Friday, July 26, 2013

Christie Cites 9/11 in Assailing Libertarian Trend in G.O.P.

July 26, 2013

Christie Cites 9/11 in Assailing Libertarian Trend in G.O.P.


ASPEN, Colo. — Invoking the families of 9/11 victims, Gov. Chris Christie of New Jersey on Thursday heatedly denounced the growing libertarian drift on national security in the Republican Party that is favored by Senator Rand Paul, Republican of Kentucky, and others in the party.
“This strain of libertarianism that’s going through parties right now and making big headlines I think is a very dangerous thought,” Mr. Christie said on a panel with other Republican governors here.
Asked if he was alluding to Mr. Paul, a potential Republican presidential rival, Mr. Christie spoke in deeply personal terms about the impact of the 2001 terrorist attacks on his state.
“You can name any number of people and he’s one of them,” Mr. Christie shot back before referring to the more than 600 New Jersey families who lost relatives in the attacks. “These esoteric, intellectual debates — I want them to come to New Jersey and sit across from the widows and the orphans and have that conversation.
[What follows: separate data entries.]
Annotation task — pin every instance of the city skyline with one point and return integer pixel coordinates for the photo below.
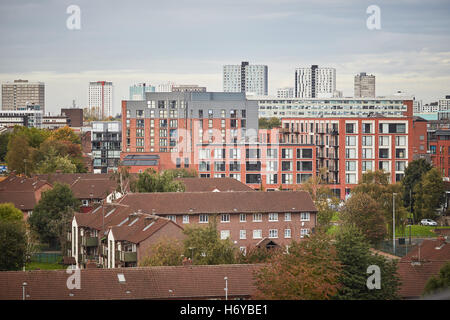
(411, 51)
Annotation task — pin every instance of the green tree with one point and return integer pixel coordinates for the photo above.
(152, 181)
(366, 214)
(13, 245)
(413, 175)
(55, 205)
(353, 251)
(166, 252)
(308, 272)
(204, 246)
(324, 199)
(440, 282)
(8, 212)
(429, 195)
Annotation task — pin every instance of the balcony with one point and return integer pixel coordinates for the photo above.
(126, 256)
(89, 241)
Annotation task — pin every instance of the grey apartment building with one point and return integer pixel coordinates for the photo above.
(364, 85)
(246, 78)
(21, 93)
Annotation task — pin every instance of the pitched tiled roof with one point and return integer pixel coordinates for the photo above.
(211, 184)
(414, 275)
(181, 282)
(220, 202)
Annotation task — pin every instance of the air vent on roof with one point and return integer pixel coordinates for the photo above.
(121, 277)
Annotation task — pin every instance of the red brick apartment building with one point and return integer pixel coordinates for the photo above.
(120, 234)
(217, 134)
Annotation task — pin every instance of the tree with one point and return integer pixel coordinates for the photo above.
(429, 195)
(13, 245)
(204, 246)
(19, 156)
(413, 175)
(166, 252)
(377, 185)
(440, 282)
(151, 181)
(8, 212)
(353, 251)
(54, 206)
(308, 272)
(324, 199)
(366, 214)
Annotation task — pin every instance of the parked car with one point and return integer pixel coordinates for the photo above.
(428, 222)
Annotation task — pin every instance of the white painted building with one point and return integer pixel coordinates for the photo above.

And they won’t, because that’s a much tougher conversation to have.”
Staking out terrain on the hawkish right ahead of a potential White House bid, Mr. Christie, in remarkably stark terms, warned those advocating a crackdown on the surveillance programs — instituted under President George W. Bush and now being carried out under President Obama — that they would regret their positions.
“The next attack that comes, that kills thousands of Americans as a result, people are going to be looking back on the people having this intellectual debate and wondering whether they put. …” said Mr. Christie, before cutting himself off.
Mr. Paul’s advisers back in Washington heard the message loud and clear and fired back that Mr. Christie is out of touch with growing concern in the country over privacy and civil liberties.
“If Governor Christie believes the constitutional rights and the privacy of all Americans is ‘esoteric,’ he either needs a new dictionary or he needs to talk to more Americans, because a great number of them are concerned about the dramatic overreach of our government in recent years,” a senior adviser to Mr. Paul said.
“Defending America and fighting terrorism is the concern of all Americans, especially Senator Paul,” said the adviser, who would not speak on the record about Mr. Christie. “But it can and must be done in keeping with our Constitution and while protecting the freedoms that make America exceptional.”
The cross-country back-and-forth marks one of the first, and certainly one of the sharpest, volleys between likely 2016 presidential hopefuls and their surrogates. It also represents something of a political wager from both the Paul and Christie camps.
Mr. Paul’s assumption seems to be that with fatigue from two wars over the last decade and skepticism toward a growing security state, Republican voters will be open to a foreign policy approach that is profoundly different than the interventionist policies of Mr. Bush.
But Mr. Christie, who is viewed suspiciously by some of the party’s most conservative members, is betting that he can court rank-and-file Republicans who remain hawkish and more concerned about preventing another terrorist attack, and that they are willing to accept government surveillance.
The exchange took place one day after the Republican-controlled House of Representatives narrowly defeated an amendment that would have blocked the National Security Agency from collecting phone records. The 205-217 vote found 94 House Republicans joining a bloc of liberal Democrats to support the measure, perhaps the clearest sign yet of the growing unease in Republican ranks toward security policies that were widely popular in the party under Mr. Bush.
Even as Mr. Christie, speaking to an audience of Republican donors and local residents, sought to assert his tough-on-terrorism credentials, he also favorably linked the policies of Mr. Bush and Mr. Obama, something few ambitious Republicans would do.
“President Obama has done nothing to change the policies of the Bush administration in the war on terrorism. And I mean practically nothing,” he said. “And you know why? Cause they work.”
Mr. Christie was joined on stage by Gov. Scott Walker of Wisconsin, Gov. Mike Pence of Indiana and Gov. Bobby Jindal of Louisiana.
The other governors did not follow suit in praising Mr. Obama’ s approach to fighting terrorism, but Mr. Walker, another potential White House hopeful, sought to minimize the opposition in the party’s grass roots toward aggressive surveillance policies.
“I don’t see that shift,” Mr. Walker said regarding a possible libertarian drift on national security among Republicans. “I see a few loud and vocal people talking in Washington and I don’t think that necessarily reflects where the party is.”
The governors gathered in this resort town as part of a retreat for donors to the Republican Governors Association.
The panel, moderated by a New York Times reporter, was hosted by the Aspen Institute. Each of the four governors are considered possible presidential candidates. Asked if any of them wanted to rule out a possible White House bid, each remained quiet.